# A weighty matter

**R on OSM**, and kindly contributed to R-bloggers]. (You can report issue about the content on this page here)

Want to share your content on R-bloggers? click here if you have a blog, or here if you don't.

When we were testing random correlations and weighthings in our last post on diversification, we discovered that randomizing correlations often increased portfolio risk. Then, when we randomized stock weightings on top of our random correlations, we began to see more cases in which one would have better off not being diversified. In other words, the percentage of portfolios whose risk exceeded the least risky stock began to rise. By chance, the least risky stock (in terms of the lowest volatility), also happened to enjoy the highest risk-adjusted return, so our random selection of stock returns might be a bit anomalous. Nevertheless, in about 27% of the cases, one would have been better off investing in the least risky stock than being diversified.

What we didn’t show in the last post was what the distribution of risk across portfolios given the random sample of correlations and weightings. We also didn’t show the distribution of risk-adjusted returns. First, let’s look at the distribution of risk across these random portfolios.

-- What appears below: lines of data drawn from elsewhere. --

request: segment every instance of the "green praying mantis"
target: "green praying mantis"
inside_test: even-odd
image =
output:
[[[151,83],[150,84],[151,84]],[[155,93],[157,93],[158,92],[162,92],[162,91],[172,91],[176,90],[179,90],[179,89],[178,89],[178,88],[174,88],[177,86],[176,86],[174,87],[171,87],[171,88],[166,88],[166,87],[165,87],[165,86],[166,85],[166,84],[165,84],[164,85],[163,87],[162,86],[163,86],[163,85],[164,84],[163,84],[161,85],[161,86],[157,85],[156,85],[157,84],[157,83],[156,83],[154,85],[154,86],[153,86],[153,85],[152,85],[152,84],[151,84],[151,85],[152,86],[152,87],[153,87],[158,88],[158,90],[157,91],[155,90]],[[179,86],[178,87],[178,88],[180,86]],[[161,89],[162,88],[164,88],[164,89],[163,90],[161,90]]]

When we have random correlations and and random weightings, the range of portfolio volatility tends to increase. There are more occurrences when the portfolio’s risk exceeds the least risky stock. As noted above, about 27% of the portfolios exceed the risk of the least risky stock vs. only 13% when we only randomized correlations. Of course, only 9% of the portfolios exeed the 20% least risky stocks. So it’s not quite as bad as cherry-picking the least risky stock. But as one can see, from the red line, which represents the equal weighted portfolio volatility, about 68% of the random portfolios are riskier than the original portfolio.

Let’s move on to look at what this actually looks like in terms of risk-adjusted returns.

We see that the average risk-adjusted return for the random portfolios is about 73%. In other words, for every dollar you risk, you’re likely to get back almost three quarters. This compares with the original portfolio’s risk-adjusted return of 72%. That these risk-adjusted returns are so similar is most likely coincidental. Remember, we’re dealing with a toy example of only ten stocks.

What about the random portfolios vs. the individual stocks? The random portfolios beat the median stock risk-adjusted return about 98% of the time! But that doesn’t say all that much since the range of risk-adjusted returns is wide from -60% to 139%. Perhaps it’s better to look at the quartiles. In this case, the random portfolios exceed the top 25% of stock risk-adjusted returns about 42% of the time.

Let’s step back and think about what this means apart from all the statistical jargon. In this case, when you don’t know what the outlook for the individual stocks will be, how risky they’ll be, or how closely they’ll move together, you’ll generally do better than middling performance if you’re diversified, and you’ll do better than three-quarters of the stocks almost half of the time. Not bad.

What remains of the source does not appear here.